Peeker’s advantage is the phenomenon wherein an attacking player has an advantage over a defending player holding an angle. This is due to the game’s latency of sending positional info being over the network for the defending player, the split-second advantage of the attacker is peeker’s advantage. Players offset this jiggling on the corners, heavily emphasized in Rainbow Six Siege but is present in most FPS. This can be attributed to network latency but system latency also affects it as the video above shows.

With lower system latency and a good network, it is possible for the system with latency to spot the attacking character and make the first shot, reducing the impact of peeker’s advantage. In a LAN tournament, this potentially mitigates it to the point of no impact when equally skilled players are matched up.

Last up, we have the flick shot. A skill that has become synonymous to high skill level, many players practice it with games like Aim Lab and KovaaK, hoping to nail it.

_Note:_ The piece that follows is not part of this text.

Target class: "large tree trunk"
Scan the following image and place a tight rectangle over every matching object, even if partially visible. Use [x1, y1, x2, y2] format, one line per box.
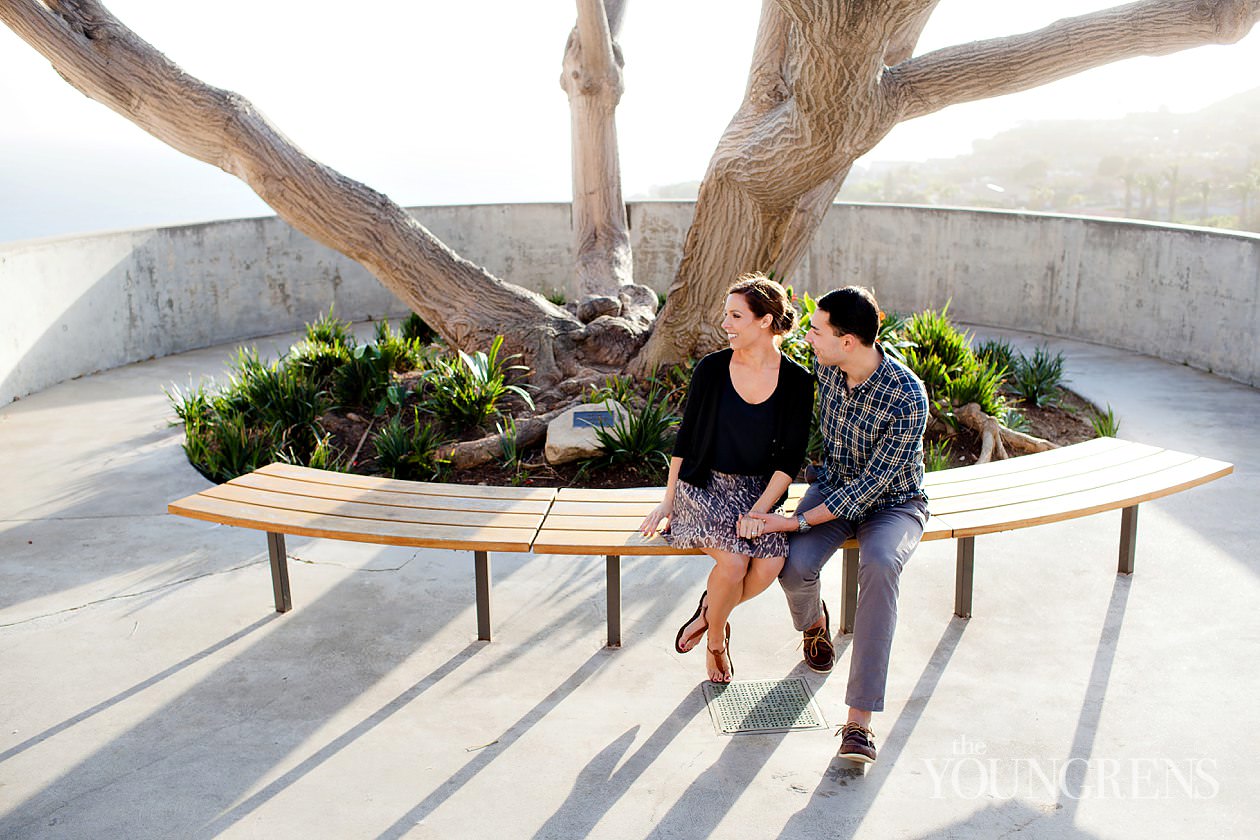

A flick shot is described as acquiring the target, flicking to the target and then connecting the shot, all done with high-precision. Simply put, its swinging your mouse and stopping at a dime, right over the target (preferably the head) to make the frag.

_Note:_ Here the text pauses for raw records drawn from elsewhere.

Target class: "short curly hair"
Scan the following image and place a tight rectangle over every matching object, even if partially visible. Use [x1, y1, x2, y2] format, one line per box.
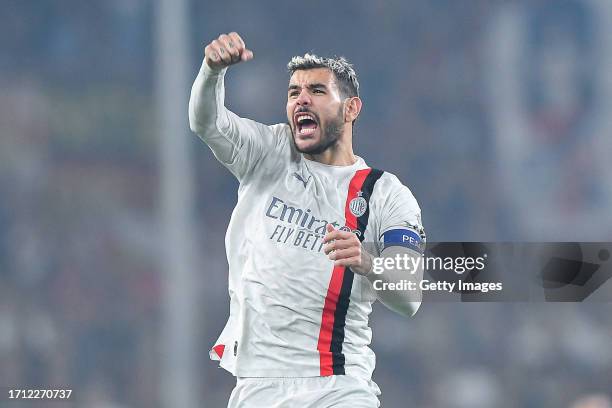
[287, 53, 360, 99]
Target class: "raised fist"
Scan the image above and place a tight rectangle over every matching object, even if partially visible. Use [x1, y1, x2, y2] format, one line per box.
[204, 32, 254, 70]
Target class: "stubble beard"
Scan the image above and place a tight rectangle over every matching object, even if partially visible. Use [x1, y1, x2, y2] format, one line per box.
[291, 106, 345, 155]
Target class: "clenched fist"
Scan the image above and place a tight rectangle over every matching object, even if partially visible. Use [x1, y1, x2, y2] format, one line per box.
[204, 32, 254, 70]
[323, 224, 373, 276]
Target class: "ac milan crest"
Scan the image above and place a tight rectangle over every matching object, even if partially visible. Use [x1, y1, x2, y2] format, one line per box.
[349, 191, 367, 217]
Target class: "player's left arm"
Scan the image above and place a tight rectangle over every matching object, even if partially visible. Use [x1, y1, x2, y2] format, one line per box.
[323, 226, 423, 317]
[323, 180, 425, 317]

The video above shows how lower system latency helps in improving flick shots. At a 55ms system latency, the spread is not too tight which equates to more misses. Lowering that latency improves grouping and with around 15ms system latency we can see shot groupings concentrated more on the the target area now.

System Latency Going Forward

As of right now, NVIDIA and its monitor and mouse partners will probably be using the term system latency. Going forward as more eyes are directed towards the metric and more tests re done, input latency, display latency and system latency will be more  frequently used, and may lead to more insights into how it affects gaming performance.

As NVIDIA pushes cinematic gaming to an 8K dimension, the company is also pushing esports into a low-latency direction. An industry in agreement will allow us to see monitors and keyboards/mice that promote the lowest possible latency in-game so players get the utmost performance in-game.